Nevertheless, there is a central truth here.  And the apostle Paul, as we saw earlier in the letters to Corinth, Galatia and Colossae, has taken that central truth and used it to the benefit of the Church, which has forthwith forgotten it!  And that truth is that deposited in our Lord Jesus Christ are all the treasures of wisdom and knowledge and light.  And in Him we access all those treasures, through faith!

And He says to us here in this passage – your love, your delight, your treasures – where are they going to be?  Your compassion and good deeds, your prayers, and your fastings – will they be treasures in heaven or will they be to please men and be ultimately for your own vainglory?

If they’re to please men, then the glory and honor received from men will be rotten tomorrow.  But if they’re treasures found in the body of Christ, and if they’re for the glory of God, then they’re eternally secure, because Jesus is the eternal Son of God, and Savior of men!  Soteriology.

Then, finally, Jesus says that the heart follows the treasure.  In other words, whatever pleases us – that’s where our hearts lead us.  So, consequently, the tenor of our lives will be either godly or earthly.  We’ll love the things of the world order or we’ll love the treasures deposited in Christ the Lord.
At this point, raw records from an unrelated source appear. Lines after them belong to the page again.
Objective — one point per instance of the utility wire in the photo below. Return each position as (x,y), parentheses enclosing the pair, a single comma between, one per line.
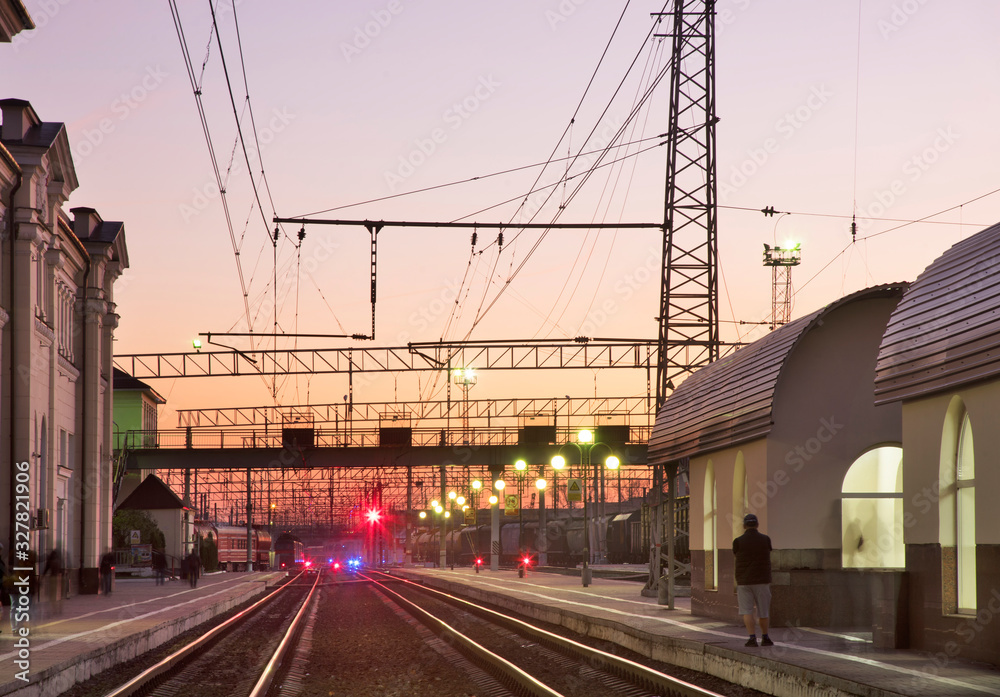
(196,89)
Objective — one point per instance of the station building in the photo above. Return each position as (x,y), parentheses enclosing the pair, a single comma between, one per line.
(863,437)
(788,428)
(57,314)
(940,362)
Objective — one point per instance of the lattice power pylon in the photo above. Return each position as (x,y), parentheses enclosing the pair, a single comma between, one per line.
(781,260)
(689,295)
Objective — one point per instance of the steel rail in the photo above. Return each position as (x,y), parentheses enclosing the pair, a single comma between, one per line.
(636,673)
(500,668)
(143,679)
(271,670)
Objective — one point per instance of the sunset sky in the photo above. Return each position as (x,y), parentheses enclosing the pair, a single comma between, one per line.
(886,109)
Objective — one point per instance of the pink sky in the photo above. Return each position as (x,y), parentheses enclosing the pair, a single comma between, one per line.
(361,100)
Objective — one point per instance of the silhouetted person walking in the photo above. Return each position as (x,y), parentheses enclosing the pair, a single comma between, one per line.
(160,566)
(107,571)
(753,578)
(194,569)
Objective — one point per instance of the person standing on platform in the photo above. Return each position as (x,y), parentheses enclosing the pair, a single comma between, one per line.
(194,569)
(4,598)
(160,566)
(753,578)
(107,570)
(53,581)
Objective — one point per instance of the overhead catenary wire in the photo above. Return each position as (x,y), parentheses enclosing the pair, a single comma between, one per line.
(196,89)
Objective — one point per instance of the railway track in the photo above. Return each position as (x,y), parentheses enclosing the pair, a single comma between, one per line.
(238,657)
(525,659)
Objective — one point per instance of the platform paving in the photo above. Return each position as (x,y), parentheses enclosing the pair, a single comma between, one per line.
(804,661)
(95,632)
(91,633)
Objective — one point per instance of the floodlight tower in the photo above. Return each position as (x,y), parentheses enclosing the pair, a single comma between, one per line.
(781,260)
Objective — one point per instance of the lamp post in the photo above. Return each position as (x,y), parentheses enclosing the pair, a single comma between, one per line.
(520,466)
(498,486)
(557,462)
(585,444)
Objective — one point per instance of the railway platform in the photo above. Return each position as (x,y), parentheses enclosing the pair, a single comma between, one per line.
(804,661)
(90,633)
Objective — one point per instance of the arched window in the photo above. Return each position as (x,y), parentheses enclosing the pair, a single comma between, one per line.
(711,529)
(965,519)
(872,511)
(740,499)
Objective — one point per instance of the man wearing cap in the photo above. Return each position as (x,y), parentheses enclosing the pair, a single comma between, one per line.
(753,578)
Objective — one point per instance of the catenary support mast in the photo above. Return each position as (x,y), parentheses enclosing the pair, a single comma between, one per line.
(689,295)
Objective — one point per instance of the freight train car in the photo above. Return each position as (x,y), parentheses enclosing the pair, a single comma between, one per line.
(289,552)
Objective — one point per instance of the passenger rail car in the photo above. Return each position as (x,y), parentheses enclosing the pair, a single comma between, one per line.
(231,543)
(289,552)
(627,537)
Where the treasure is, there is the value and esteem – there the love and affection; and the desires and pursuits – and the aims and intents – and the goals and aspirations.  And all is done in the mindset of that treasure.  All with that in view.  Where the treasure is the heart follows after.  And where the treasure is are the fears and the cares about retaining it.  And there our hope and trust are; there our joy and delight are.  And there our thoughts will be.  Thoughts.  Transformed by the renewing of your minds.

To that treasure, the inward thought will be our first thought.  To that treasure will go the free thought.  To that treasure will go the frequent thought.  To that treasure will go the familiar thought.

But love, praise, honor, respect and obedience are due to God from the whole heart.  And the only way to give all that to Him is through Jesus – where the treasures are deposited!

The Church seems to be depositing treasures all over the place; and they’re rotting.  My prayer all day Friday – and it’s much on my mind all the time – is that our Lord bring His Church back to Himself for the glory of our Father in heaven.